October 25, 1992|By PETER BAKER

Amy Cleaver has a photograph to remind her of her first hunting trip. In the picture, her head and torso are framed by the antlers of a moose she had taken at 85 yards -- which, believe it or not, was something of a long shot from the outset.

Cleaver is an 18-year-old from Millersville in Anne Arundel County. The moose is an 850-pounder bagged in northern Maine.

Now, 85 yards is not a long shot with a rifle, even for a novice. But the odds of Cleaver having the opportunity to make the kill were somewhat prohibitive.

Maine permits 1,000 hunters a year to bag a moose, 900 of whom must be residents of the state. The other 100 hunters are chosen by lottery from a pool of thousands of names.

"They don't give out too many permits," Cleaver said Thursday, "so my chances were pretty slim.

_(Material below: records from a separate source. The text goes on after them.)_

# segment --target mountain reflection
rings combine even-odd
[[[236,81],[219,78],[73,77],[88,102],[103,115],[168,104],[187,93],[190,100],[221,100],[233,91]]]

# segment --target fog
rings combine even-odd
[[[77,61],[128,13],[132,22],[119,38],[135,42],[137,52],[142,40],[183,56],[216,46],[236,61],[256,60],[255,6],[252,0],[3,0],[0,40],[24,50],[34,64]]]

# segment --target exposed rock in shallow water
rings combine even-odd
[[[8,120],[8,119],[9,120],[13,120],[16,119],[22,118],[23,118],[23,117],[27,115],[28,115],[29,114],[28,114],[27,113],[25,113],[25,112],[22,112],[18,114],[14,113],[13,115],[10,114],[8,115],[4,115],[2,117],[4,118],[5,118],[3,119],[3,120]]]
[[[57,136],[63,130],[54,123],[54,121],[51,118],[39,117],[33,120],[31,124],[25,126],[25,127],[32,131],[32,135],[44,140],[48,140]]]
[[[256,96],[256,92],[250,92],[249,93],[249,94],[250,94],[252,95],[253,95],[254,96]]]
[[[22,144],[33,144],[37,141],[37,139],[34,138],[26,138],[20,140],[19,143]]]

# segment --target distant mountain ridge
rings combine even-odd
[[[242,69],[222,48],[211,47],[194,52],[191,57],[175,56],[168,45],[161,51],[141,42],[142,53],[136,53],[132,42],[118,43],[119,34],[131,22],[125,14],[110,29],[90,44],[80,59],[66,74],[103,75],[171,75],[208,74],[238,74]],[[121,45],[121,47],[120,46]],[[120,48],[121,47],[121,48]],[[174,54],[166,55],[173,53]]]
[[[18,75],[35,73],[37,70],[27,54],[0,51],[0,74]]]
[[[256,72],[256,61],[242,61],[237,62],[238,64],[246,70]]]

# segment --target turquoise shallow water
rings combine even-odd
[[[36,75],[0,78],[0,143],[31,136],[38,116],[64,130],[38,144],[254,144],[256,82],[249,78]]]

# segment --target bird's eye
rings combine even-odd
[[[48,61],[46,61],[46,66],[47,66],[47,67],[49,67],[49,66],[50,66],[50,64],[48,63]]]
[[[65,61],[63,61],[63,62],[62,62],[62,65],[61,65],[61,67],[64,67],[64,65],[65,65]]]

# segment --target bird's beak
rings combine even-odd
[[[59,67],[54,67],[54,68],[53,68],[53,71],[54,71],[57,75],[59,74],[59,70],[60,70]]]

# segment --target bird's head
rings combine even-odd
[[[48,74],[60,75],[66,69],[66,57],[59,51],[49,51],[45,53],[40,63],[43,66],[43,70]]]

I guess I got lucky."

Cleaver's name was entered in the lottery by her father, Thomas Cleaver, who has hunted since he was a kid.

Cleaver, a graduate of Severna Park High School, and several family members arrived in Maine Oct. 3, two days before the start of moose season.

The Cleavers scouted by hopping in a truck and driving around.

"The night before we had gone out to have a look," Cleaver recalled. "And it wasn't real hard because you pretty much see moose everywhere there."

On opening day, conditions were cold and clear with superb visibility, and within two hours of driving, the Cleavers found two moose standing in the road.

Cleaver said she got out of the truck, shouldered her grandfather's 30.06, "and I just aimed and shot."

The bullet struck the moose in the lungs, and it wandered only 100 yards before collapsing.

A butcher estimated the weight of the moose at 850 pounds, and it dressed out to about 500 pounds.

For a first-time hunter fresh out of a 10-hour Maryland Hunter Safety Course, the experience was exhilarating.

"I really liked it," said Cleaver, who is working at a Kentucky Fried Chicken outlet before continuing her education next fall. "Now I want to go deer hunting this season with my dad."

There were moments in Maine that confounded Cleaver,

however.

"After the moose hunt, we went after partridge," she said, "and the switch from a rifle to a shotgun was hard.

"I could shoot this stupid moose at 85 yards with a rifle, but I couldn't come close to these birds at 10 feet away."